In 1956, Big Ten Conference development directors gathered in Northern Michigan for an informal exchange of ideas. This meeting of top university fundraisers—the first of its kind anywhere in the country—would serve as the impetus for the creation of the Big Ten Fund Raisers Institute as we know it today.
The First Meeting
Mackinac Island’s Grand Hotel welcomed the inaugural meeting of BTFRI in 1963. Under the leadership of Darrell Wyrick, the first full-time foundation gift officer at the University of Iowa, the nascent conference set upon itself a unique goal: to foster education within the greater university fundraising community.

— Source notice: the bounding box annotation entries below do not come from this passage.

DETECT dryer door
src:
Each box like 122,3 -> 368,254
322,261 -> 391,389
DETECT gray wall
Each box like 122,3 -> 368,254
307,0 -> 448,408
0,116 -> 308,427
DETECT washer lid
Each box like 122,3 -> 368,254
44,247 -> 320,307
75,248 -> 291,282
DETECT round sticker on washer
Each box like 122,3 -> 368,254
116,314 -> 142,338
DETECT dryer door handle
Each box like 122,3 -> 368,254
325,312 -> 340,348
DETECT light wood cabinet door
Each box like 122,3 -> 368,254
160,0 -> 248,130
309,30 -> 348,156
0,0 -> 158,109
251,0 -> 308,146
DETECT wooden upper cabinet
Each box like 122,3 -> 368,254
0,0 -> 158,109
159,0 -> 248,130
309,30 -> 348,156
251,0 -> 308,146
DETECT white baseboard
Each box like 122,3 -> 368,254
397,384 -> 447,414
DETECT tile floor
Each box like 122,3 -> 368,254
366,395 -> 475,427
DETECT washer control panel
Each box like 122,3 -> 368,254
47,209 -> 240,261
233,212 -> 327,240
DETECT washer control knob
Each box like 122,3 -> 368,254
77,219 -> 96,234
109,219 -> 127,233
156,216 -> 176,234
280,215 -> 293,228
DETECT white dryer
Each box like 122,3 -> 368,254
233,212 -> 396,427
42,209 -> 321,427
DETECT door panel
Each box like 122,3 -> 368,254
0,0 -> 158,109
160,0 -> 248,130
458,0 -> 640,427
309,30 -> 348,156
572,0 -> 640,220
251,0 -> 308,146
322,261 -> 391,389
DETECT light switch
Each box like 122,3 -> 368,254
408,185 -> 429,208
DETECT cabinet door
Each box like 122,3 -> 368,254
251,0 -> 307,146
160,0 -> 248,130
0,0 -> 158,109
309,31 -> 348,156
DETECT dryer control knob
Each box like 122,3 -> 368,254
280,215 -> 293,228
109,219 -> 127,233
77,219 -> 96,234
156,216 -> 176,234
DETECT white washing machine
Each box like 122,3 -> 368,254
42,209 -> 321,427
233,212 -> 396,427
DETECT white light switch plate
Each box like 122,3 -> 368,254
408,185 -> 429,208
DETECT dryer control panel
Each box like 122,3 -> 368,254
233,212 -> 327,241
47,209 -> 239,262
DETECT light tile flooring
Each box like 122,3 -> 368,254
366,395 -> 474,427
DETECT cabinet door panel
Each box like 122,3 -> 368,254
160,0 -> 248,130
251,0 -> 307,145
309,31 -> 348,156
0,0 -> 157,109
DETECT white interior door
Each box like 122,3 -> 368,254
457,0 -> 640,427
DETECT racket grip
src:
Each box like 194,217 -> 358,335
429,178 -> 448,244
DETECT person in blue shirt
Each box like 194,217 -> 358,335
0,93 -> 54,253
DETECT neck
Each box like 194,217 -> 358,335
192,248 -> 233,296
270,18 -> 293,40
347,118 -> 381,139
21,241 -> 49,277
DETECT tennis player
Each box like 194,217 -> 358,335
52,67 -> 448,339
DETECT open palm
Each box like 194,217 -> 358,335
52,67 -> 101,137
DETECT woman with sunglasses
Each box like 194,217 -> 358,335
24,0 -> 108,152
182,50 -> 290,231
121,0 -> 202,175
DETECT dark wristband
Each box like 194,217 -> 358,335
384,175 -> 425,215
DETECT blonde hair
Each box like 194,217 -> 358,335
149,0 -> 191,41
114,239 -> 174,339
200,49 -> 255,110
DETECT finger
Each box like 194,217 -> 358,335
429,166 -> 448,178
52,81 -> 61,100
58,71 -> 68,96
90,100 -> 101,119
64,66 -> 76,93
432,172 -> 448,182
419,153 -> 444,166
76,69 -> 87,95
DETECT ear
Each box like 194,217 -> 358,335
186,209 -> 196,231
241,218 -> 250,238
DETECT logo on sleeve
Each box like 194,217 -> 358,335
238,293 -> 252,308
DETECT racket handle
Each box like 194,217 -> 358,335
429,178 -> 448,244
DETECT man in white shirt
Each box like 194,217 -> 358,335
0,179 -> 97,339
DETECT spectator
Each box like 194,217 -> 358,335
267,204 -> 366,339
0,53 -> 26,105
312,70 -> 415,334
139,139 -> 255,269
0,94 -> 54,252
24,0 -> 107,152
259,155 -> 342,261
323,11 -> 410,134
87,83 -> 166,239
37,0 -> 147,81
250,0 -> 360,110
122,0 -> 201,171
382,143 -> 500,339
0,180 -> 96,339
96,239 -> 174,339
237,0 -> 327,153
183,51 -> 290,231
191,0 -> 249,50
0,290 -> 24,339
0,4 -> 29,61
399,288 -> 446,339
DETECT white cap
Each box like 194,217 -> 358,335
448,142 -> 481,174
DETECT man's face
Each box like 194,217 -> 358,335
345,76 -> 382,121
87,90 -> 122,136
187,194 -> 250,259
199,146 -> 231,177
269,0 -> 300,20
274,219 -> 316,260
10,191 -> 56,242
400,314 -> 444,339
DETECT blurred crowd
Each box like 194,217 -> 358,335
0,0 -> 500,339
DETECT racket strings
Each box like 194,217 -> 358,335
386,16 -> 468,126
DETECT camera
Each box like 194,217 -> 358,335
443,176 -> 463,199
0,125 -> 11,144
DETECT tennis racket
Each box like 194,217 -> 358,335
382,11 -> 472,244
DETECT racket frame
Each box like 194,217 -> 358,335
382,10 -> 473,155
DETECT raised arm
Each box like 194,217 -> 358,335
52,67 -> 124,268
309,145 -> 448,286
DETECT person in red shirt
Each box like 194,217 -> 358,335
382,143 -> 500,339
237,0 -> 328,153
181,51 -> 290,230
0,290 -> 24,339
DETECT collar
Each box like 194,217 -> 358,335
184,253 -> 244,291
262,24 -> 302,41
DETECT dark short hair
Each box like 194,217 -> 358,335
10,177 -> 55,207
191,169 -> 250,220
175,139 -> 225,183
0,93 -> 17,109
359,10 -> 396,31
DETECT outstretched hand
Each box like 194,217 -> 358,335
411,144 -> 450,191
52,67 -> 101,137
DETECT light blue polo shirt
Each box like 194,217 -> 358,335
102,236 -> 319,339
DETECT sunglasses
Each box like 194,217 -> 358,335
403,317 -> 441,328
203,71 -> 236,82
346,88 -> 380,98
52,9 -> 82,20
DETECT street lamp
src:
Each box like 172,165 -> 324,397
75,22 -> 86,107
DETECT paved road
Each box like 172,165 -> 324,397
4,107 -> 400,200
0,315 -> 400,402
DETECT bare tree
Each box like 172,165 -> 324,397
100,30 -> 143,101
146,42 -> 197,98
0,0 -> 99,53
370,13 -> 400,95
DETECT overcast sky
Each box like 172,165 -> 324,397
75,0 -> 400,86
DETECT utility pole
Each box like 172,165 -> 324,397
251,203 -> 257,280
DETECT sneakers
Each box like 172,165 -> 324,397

For two days, Big Ten fundraising leaders served as faculty members, engaging university development professionals in training sessions and intimate discussions of best practices. Among the very first BTFRI faculty included Alan McCarthy, University of Michigan; Kenyon Campbell, Ohio State University; Bob Rennebohm, University of Wisconsin; Bob Toll, Michigan State University, Illinois, and Kansas State; and George Cook, American Alumni Association (later, CASE).
BTDC was Born
In just a few years, the annual conference opened its doors to participants from both public and private educational institutions outside of the Big Ten. By 1971, development directors began holding a separate private meeting—the Big Ten Development Conference—allowing for the focus of BTFRI to fall exclusively on professional development and the growth of a collegial and constructive network for the larger university fundraising community.
In 1999, Curt Simic, then president of the Indiana University Foundation, replaced Wyrick as dean of the conference. After serving BTFRI for seventeen years, Simic was succeeded as dean in 2009 by Jerry May, vice president for development at the University of Michigan. In 2012, the conference welcomed Rod Kirsch, senior vice president for development and alumni relations at Penn State University, as its next dean. Currently, Lynette Marshall, president and CEO of the University of Iowa Center for Advancement, is serving as only the 5th dean in BTFRI’s 55-year history.
To date, BTFRI proudly claims a student alumni body of more than 1,900, with fifty faculty alumni from across the country. Welcoming twenty-five participants in its first year, the conference prefers a smaller audience, inviting only 40 participants.
BTFRI continues to offer top-level professional development through hands-on meetings of the industry’s best leaders. With traditions founded upon sharing successes and thinking critically through challenges, the Big Ten Fund Raisers Institute remains a unique and powerful learning opportunity for the higher education development community.